Per esempio l'Osservatorio Martini creato nel 1988 a Santo Stefano Belbo (Cn) con lo scopo di dar vita a un coordinamento tra i soggetti che operano sul territorio, in particolare tra i viticoltori che conferiscono le uve a Martini. Lo scopo è quello di interpretare e interagire con i cambiamenti del territorio, vuoi agronomici vuoi ecologici. Il come è, nella sua complessità, piuttosto semplice. Ovvero attraverso riunioni tra i viticoltori che qui confrontano le loro esperienze e osservazioni e da qui, anche grazie alla pubblicazione del calendario Martini in vigna e altre iniziative editoriali, trasferiscono alla comunità locale una lunga serie di informazioni. Obiettivi?

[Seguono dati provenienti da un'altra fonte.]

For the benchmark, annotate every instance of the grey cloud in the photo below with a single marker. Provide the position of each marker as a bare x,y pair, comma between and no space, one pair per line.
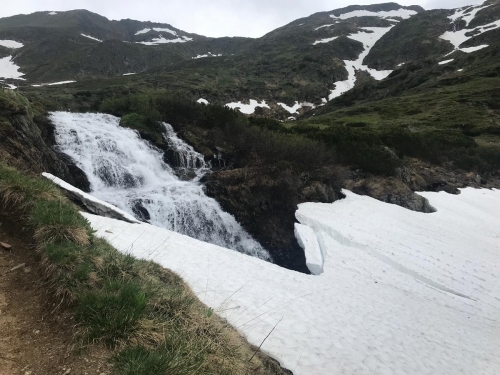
252,18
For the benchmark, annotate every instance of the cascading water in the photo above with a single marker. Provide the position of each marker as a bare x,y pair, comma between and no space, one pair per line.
128,172
183,155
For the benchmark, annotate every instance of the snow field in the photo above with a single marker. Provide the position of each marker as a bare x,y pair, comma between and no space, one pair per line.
53,84
402,292
326,40
458,37
402,13
91,37
8,69
11,44
248,108
368,36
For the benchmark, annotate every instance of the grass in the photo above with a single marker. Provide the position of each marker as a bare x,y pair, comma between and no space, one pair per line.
146,315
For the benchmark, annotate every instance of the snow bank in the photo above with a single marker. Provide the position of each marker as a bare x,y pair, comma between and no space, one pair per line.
53,83
445,62
402,292
458,37
402,13
11,44
308,240
162,40
295,108
159,29
326,40
93,204
209,54
8,69
368,36
318,28
460,14
248,108
91,37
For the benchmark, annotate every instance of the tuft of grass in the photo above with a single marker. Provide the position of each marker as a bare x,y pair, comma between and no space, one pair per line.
111,314
57,221
147,315
20,191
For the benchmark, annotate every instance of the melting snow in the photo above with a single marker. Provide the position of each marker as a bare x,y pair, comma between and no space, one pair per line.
403,13
368,39
11,44
331,24
159,29
162,40
296,106
248,108
53,84
445,62
458,37
91,37
8,69
401,292
209,54
326,40
460,13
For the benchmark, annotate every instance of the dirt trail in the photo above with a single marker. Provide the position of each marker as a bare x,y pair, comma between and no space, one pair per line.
36,337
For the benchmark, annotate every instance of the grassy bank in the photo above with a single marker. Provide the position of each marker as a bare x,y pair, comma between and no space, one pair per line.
146,315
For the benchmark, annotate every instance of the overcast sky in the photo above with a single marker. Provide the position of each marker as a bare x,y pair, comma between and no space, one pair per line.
252,18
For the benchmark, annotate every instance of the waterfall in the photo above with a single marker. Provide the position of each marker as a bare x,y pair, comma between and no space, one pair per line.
181,154
129,173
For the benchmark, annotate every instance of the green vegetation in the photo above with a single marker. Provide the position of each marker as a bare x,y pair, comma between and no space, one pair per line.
245,141
147,315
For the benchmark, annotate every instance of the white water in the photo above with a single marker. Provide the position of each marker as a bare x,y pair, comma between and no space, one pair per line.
128,172
185,155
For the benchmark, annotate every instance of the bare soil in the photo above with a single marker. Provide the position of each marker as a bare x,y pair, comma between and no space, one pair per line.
37,335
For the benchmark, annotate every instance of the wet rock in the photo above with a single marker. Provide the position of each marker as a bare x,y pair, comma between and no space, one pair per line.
391,190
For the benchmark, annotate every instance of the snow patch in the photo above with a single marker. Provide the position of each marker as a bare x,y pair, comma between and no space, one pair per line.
8,69
331,24
209,54
460,14
445,62
53,84
248,109
326,40
91,37
159,29
162,40
368,312
368,39
458,37
402,13
11,44
295,108
307,239
93,204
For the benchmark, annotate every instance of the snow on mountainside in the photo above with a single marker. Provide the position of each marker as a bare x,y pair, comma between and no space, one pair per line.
459,36
396,291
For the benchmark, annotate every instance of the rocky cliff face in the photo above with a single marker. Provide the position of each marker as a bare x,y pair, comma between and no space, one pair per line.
264,201
26,140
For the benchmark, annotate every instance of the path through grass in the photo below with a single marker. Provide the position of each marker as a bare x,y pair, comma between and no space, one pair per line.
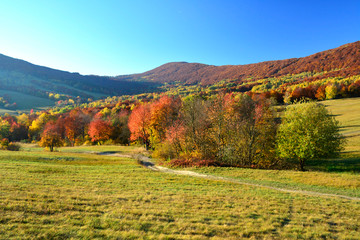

Riduzione dei fitofarmaci, razionalizzazione delle tecniche colturali, miglioramento qualitativo dei vini, selezione dei vitigni, recupero qualitativo dei vigneti e selezione dei vigneti, in particolare quelli che daranno vita ai vini Sigillo Blu, top di gamma Martini in fatto di spumanti.
«Con tutto ciò - spiega Edoardo Monticelli, agronomo Martini nonché professore alla scuola Enologica di Alba (Cn) - riusciamo a dare vita a quelle iniziative che ci permettono di studiare e intervenire sul territorio». È il caso, tra l'altro, del Vigneto per l'ornitofauna di Calosso (At) dove si studiano e si cercano di reinserire specie ornitologiche ora quasi scomparse dalla zona, ma fondamentali per il mantenimento della biodiversità, al Vigneto di conservazione cloni di Canelli (At) dove sono state messe a dimora una novantina di varietà di uva moscato. «Davanti alle mutazioni del clima a cui stiamo assistendo nessuno può dire con certezza quali sono le caratteristiche ideali di un vigneto futuro - spiega Monticelli -. Nel nostro vigneto sperimentale non facciamo altro che conservare varietà che potrebbero rivelarsi utilissime tra qualche decennio, quando, forse, ci si accorgerà che i biotipi di moscato attualmente utilizzati saranno superati».